In 1983, journalist Jack Olsen published “Son: A Psychopath and His Victims,” which became a national best-seller and won an Edgar Award for nonfiction.
Now, Scribner has re-released “Son” in print and for the first time as an e-book. Olsen, a longtime resident of Bainbridge Island, died in 2002. His friend Gregg Olsen, a best-selling true-crime writer and no relation to Jack Olsen, was tasked with writing a new forward for the book. In an email interview, we talked with Gregg Olsen about the lesson that can be learned from reading “Son” today and the impact Jack Olsen’s work had on his own life.

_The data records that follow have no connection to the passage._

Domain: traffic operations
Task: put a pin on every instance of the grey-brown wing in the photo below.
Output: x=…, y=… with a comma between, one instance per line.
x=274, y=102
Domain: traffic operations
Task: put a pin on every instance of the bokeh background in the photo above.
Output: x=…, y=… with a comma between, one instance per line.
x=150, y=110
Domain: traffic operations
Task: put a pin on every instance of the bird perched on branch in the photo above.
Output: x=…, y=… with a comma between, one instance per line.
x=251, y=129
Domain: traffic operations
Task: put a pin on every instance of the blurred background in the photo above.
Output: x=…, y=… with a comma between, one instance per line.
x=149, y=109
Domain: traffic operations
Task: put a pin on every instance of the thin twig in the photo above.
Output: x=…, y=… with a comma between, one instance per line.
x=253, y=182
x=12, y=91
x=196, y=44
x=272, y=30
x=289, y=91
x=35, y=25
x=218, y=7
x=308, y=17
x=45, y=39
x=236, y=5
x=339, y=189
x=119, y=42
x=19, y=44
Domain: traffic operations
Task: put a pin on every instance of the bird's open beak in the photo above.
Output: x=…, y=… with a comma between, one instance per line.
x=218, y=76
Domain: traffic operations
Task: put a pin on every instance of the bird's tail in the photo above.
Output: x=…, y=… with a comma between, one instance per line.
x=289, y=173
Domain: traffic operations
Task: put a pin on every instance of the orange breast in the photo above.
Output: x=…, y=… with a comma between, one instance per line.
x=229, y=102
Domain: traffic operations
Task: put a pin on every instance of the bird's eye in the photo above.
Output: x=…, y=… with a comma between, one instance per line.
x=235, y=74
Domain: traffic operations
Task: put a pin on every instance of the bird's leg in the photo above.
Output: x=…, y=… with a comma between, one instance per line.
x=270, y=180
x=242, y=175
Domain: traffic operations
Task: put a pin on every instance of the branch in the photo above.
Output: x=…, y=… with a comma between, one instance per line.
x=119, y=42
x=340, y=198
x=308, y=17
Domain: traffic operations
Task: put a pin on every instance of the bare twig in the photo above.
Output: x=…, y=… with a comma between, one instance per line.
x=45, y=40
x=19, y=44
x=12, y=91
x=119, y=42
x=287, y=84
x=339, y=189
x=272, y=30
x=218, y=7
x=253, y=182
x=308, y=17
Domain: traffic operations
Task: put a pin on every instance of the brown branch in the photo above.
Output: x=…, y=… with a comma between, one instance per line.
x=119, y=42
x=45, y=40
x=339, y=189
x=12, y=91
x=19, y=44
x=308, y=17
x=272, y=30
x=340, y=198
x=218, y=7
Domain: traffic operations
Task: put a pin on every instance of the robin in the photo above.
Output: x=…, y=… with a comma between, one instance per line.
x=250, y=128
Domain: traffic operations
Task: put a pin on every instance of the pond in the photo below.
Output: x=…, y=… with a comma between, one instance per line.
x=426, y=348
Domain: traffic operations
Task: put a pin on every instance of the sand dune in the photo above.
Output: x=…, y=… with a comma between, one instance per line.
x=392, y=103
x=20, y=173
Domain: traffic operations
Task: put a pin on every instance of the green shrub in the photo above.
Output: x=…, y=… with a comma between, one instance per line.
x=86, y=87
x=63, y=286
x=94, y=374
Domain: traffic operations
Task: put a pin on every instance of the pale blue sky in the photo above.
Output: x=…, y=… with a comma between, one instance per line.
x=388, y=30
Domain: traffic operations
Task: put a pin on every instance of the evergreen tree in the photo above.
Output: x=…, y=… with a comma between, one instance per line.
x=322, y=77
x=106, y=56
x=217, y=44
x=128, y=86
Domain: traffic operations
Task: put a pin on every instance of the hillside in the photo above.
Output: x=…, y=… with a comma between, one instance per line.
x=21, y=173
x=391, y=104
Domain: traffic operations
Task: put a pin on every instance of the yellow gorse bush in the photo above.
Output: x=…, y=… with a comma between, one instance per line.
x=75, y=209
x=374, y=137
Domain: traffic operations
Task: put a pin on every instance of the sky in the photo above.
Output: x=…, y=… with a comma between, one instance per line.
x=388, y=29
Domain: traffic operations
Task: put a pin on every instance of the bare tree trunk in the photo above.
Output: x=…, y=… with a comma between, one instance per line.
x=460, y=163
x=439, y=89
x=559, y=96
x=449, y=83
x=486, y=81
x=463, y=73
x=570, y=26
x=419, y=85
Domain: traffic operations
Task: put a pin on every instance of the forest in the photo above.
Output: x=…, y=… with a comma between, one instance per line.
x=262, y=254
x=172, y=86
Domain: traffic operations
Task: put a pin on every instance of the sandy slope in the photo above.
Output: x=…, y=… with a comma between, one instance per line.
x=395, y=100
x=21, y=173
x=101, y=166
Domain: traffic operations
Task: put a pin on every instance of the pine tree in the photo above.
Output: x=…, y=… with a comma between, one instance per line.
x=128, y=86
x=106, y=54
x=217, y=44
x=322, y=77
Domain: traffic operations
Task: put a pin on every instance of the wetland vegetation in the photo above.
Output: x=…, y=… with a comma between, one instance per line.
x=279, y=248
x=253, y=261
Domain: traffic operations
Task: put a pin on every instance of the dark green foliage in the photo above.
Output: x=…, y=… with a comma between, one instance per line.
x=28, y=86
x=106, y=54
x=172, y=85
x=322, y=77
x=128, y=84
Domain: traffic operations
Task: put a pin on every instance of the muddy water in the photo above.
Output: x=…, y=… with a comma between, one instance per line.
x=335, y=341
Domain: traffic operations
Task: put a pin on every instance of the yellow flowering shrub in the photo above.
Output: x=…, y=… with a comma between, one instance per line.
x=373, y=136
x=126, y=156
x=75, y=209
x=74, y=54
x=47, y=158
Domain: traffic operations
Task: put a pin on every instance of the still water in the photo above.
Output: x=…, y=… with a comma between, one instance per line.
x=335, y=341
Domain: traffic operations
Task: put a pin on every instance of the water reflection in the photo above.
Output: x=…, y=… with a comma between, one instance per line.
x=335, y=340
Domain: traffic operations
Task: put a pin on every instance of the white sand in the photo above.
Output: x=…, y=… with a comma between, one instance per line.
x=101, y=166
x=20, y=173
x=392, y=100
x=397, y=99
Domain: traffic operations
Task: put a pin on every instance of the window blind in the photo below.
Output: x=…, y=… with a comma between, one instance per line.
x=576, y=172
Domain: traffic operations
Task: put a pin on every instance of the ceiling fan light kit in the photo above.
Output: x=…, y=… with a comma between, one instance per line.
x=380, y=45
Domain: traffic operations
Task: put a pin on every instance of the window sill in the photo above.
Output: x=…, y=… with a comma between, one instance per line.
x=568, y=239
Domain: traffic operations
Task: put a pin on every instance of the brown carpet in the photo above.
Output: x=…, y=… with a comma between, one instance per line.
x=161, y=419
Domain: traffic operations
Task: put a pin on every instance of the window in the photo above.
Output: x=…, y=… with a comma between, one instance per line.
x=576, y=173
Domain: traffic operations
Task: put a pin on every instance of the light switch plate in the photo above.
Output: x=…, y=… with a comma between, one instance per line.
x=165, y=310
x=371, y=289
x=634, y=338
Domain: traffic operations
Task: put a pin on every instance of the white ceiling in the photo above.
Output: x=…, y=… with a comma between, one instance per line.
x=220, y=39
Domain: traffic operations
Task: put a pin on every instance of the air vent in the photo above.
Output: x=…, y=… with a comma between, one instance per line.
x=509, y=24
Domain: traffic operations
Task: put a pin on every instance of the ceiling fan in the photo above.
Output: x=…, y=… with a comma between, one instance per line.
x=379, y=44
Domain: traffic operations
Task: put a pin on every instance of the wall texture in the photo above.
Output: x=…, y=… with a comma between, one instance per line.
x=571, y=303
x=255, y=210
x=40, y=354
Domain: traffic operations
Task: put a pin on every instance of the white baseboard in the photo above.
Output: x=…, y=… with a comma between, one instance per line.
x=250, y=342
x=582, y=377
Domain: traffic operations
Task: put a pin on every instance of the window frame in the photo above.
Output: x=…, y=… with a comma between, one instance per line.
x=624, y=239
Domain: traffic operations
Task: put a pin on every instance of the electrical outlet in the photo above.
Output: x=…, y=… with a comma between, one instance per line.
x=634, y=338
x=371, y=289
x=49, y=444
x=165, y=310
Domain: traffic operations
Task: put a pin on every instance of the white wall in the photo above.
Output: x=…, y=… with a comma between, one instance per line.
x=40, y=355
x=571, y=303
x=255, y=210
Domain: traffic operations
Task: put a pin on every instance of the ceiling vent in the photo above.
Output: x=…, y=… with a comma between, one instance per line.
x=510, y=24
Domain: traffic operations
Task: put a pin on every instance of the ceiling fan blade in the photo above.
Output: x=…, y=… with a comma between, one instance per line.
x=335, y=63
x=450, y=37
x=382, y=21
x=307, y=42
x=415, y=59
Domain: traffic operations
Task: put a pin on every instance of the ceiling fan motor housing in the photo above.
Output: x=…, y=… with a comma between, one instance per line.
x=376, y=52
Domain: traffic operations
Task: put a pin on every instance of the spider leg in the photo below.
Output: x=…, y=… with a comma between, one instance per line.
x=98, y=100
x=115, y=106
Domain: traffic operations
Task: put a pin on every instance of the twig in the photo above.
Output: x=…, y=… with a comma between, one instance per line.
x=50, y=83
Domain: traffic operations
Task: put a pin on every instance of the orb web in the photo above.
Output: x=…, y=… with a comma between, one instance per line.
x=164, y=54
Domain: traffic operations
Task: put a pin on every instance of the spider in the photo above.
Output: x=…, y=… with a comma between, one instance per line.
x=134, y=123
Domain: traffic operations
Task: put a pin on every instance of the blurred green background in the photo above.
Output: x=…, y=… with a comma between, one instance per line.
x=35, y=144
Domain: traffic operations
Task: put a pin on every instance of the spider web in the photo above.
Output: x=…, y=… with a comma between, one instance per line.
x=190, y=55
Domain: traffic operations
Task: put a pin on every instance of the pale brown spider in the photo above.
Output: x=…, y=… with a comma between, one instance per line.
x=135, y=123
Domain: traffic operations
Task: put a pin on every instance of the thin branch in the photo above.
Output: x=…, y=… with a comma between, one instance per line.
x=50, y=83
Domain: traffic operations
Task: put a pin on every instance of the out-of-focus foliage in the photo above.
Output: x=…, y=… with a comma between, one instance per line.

As great as Jack Olsen’s research and writing could be, it was the way he documented the humanity of his victims that also resonated with me – and still does. I always considered Jack’s books to be about people first. Not a crime. They were people who were touched by something very dark and evil. For the victims in Jack’s books (he wrote 30 others, many dealing with true stories of rape or serial killers), the evil didn’t define them at all. For the perpetrators, he made us see the trajectory of life events, circumstances, sometimes even biology that led them to do the unthinkable.
Rape still exists, of course. But I think “Son” is a great reminder that evil can be extinguished when we rally around each other with compassion and vigilance. Guys like Coe are out there and when they do their evil deeds, we know that no one asked for it. We know that no one should live with shame because of it. But there was a time, not long ago, when all of that wasn’t true.
Jack Olsen’s book reminds all of us that no matter how beautiful the place, no matter how pretty it’s surface, bad things lurk there. And we’re just not going to stand for it.